[読書メモ]『シャーロック・ホームズの経済学』

  • 書籍
  • 2020年04月08日(水) 23:39

p23
心の奥底から、他の人が失敗してもぼくは成功してみせる、今こそ自分を試す機会が来たのだ、とぼくは思った。

p28
カーライルの「天才とは無限に労苦できる能力をいうそうだ」という言葉

p33
チャッカー(追出し役)

p33
ホームズの時代、広義のパブ(パブリックハウス)は、次の5タイプに分かれていた。第1はイン(居酒屋兼宿屋)、第2はタヴァーン(食堂)、第3はビールを出すエールハウス、第4がジン・ショップでこれは 18 世紀にジンが入ってきてから広まった。第5がビールハウスである。

p37
アレクサンダー・ベル博士が 1876 年に電話を初めて作ったとき、テストとしてしゃべった言葉が「ワトスン君、こっちに来てくれ」だったというのは有名な話

p37
紙巻きタバコはクリミア戦争のときにトルコからもたらされ、20 世紀初頭にはパイプを凌駕した。

p39
ホームズのパイプは黒の陶製とブライアー、桜材の3つだった

p44
ワトスンに子どもがいたという記述はどこにもない

p50
シャーロッキアンの間では、ホームズ譚はあくまでワトスンが書いたもので、コナン・ドイルは出版代理人と位置づけられている。

p57
ギニーは、アイザック・ニュートンが定めた単位である。

p61
日本の初期シャーロッキアンの一人で吉田茂の息子の吉田健一が乞食の真似をしていたことは有名である

p70
1840 年に切手が開発されたが、それ以前は手紙を受け取った人が代金を支払うシステムになっていた。しかし受取人がいなかったり、支払いを拒否されたりとなかなかうまくいかなかった。

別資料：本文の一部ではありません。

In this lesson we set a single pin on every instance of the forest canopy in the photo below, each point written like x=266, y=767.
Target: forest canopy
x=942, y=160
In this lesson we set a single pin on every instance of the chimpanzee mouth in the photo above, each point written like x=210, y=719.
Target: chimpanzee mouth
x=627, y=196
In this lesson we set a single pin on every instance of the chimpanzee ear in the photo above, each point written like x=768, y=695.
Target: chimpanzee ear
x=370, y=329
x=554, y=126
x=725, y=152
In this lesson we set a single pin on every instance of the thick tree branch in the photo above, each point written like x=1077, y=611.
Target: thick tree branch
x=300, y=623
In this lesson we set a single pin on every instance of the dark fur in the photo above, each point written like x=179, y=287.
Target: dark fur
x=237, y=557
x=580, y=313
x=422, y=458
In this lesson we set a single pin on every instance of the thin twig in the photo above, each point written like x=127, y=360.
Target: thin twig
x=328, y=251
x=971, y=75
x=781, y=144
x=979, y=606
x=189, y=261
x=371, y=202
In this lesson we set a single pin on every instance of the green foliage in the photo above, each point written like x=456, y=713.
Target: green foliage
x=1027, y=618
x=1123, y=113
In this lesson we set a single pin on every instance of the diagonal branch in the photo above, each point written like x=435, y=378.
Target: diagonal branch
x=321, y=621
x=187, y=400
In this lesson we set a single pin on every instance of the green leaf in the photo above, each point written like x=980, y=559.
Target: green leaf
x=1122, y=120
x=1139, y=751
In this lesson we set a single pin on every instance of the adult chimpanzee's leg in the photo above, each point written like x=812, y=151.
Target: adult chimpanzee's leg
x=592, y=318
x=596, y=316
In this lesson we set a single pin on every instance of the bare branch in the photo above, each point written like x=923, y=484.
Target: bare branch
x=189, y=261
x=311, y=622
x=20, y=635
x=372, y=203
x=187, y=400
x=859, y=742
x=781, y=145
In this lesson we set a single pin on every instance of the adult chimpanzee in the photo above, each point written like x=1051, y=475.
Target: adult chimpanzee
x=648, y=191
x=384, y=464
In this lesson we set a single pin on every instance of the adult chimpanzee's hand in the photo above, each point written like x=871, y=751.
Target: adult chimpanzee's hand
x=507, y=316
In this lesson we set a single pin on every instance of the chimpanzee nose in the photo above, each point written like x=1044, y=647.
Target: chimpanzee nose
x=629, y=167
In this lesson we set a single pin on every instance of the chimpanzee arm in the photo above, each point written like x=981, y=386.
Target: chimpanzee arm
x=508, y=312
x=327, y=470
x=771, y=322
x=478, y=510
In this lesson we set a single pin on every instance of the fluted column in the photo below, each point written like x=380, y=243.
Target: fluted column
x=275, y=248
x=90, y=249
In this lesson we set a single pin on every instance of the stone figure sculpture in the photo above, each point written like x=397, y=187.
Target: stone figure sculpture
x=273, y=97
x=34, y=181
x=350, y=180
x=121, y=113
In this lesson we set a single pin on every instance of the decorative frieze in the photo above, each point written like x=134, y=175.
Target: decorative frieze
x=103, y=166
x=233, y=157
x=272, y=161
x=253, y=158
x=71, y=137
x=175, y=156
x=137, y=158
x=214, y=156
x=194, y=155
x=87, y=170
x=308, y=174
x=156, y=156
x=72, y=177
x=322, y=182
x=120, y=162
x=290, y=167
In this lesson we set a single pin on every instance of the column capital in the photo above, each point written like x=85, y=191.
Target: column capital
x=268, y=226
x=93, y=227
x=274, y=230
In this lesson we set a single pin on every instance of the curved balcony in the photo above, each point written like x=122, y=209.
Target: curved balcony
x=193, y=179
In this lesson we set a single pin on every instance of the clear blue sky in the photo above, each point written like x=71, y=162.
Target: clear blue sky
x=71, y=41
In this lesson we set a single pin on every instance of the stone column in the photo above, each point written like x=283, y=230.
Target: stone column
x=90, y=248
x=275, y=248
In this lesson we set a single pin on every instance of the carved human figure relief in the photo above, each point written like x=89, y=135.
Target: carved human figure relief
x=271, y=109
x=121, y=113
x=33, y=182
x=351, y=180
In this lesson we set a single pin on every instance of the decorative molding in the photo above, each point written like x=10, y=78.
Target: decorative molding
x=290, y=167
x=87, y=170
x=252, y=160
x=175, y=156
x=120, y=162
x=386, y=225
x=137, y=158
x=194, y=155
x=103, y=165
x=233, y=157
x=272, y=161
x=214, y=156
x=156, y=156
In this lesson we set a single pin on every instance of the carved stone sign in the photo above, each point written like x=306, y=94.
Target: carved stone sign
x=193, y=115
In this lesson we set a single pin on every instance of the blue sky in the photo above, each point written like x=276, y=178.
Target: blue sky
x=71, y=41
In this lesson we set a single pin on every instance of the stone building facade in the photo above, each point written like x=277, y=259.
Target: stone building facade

そこで考案されたのが配達料を前払いし、その証拠として切手を貼るという制度だった。

p70
ホームズは 41 回も電報を打っている。

p73
株式はイギリス英語では shares、アメリカ英語では stock という。

p75
これ[株式会社]はいわば会社の産業革命で、株主は自分の会社ではないので無限に責任を負わなくていいため共同出資者になりやすく、組織として営々発展していくのだ。

p85
義務教育は労働者の質の確保を目的に産業革命後に始まった。

pp90-91
ケンブリッジ大学かオックスフォード大学に学んだホームズが、ロンドンでもっぱら通ったのは大英博物館とバーツ(聖バーソロミュー病院)だった。

p99
『四人の署名』のこのシーンはテムズ川観光に最適なので、ご一読をお勧めする。

p104
ホームズは自分をサミュエル・ジョンソンにたとえている。ジェイムズ・ボズウェルの『サミュエル・ジョンソン伝』は英語で書かれた最高の伝記といわれているが、いまとなってはワトスンのホームズ伝が最高の伝記であることは確かだ。

pp133
ホームズ譚で反復強迫[…]されている、「植民地で悪事をして本国で紳士になりあがるが、植民地の仲間がゆすりに来る」という典型的な因果応報のパターン

p134
ワトスンの傷の位置についてはシャーロッキアン七不思議の一つだが、ここでは問わないことにしよう。

p158
南アフリカのゴールドラッシュの発端は、1867 年にケープ植民地で子どもが見つけた石がダイヤモンドだったことから始まる。

p166
アメリカはいま「シニョレッジ」(通貨発行益)をもち、金融当局がドル発行を独占しているので、ドル発行によってマネーサプライの分だけ政府・金融当局が差益を得られるが、これを自国の企業救済に使ってしまっている。

p172
タイプライターはホームズ譚に4回出てくる。

p179
ホームズは “白紙で臨む”(「ボール箱」)、すなわち理論的な前提をもたずに事件に臨む。

p183
経済学者がもつべき人間性は「クール・ヘッド、ホット・マインド」(冴えた頭と、熱い心情)だと唱えたのは有名な話である。

p192
「第二の血痕」や「ボヘミアの醜聞」などホームズ譚では実に多くの手紙の紛失が起こる。

p196
紅茶は 19 世紀になるとイギリスすべての階層に愛飲されていたが、コーヒーは中流階級の飲み物だった。

p196
ベーカー街には女中と料理人がいたが、当時の中流階級にとって使用人はステータスシンボルで、女中を最低一人は置いていた。

p201
ホームズの時代には、頼るべき身寄りがない中流階級の女性にとって、家庭教師はそれなりの地位とささやかな実入りがある職業だった。そして女性の家庭教師「ガヴァネス Governess」を雇うのは、当時の上流階級のステータスシンボルでもあった。

p202
ホームズ譚には6人の家庭教師が出てくる。

p202
家庭教師には名刺があったようだ

p206
ホームズが金銭にこだわっている様子はない。

p217
シャーロッコ(子どものシャーロッキアン=筆者仮称)

p218
問題を解決する手段として戦争はよくない、とホームズはワトスンに言った(「入院患者」「ボール箱」)。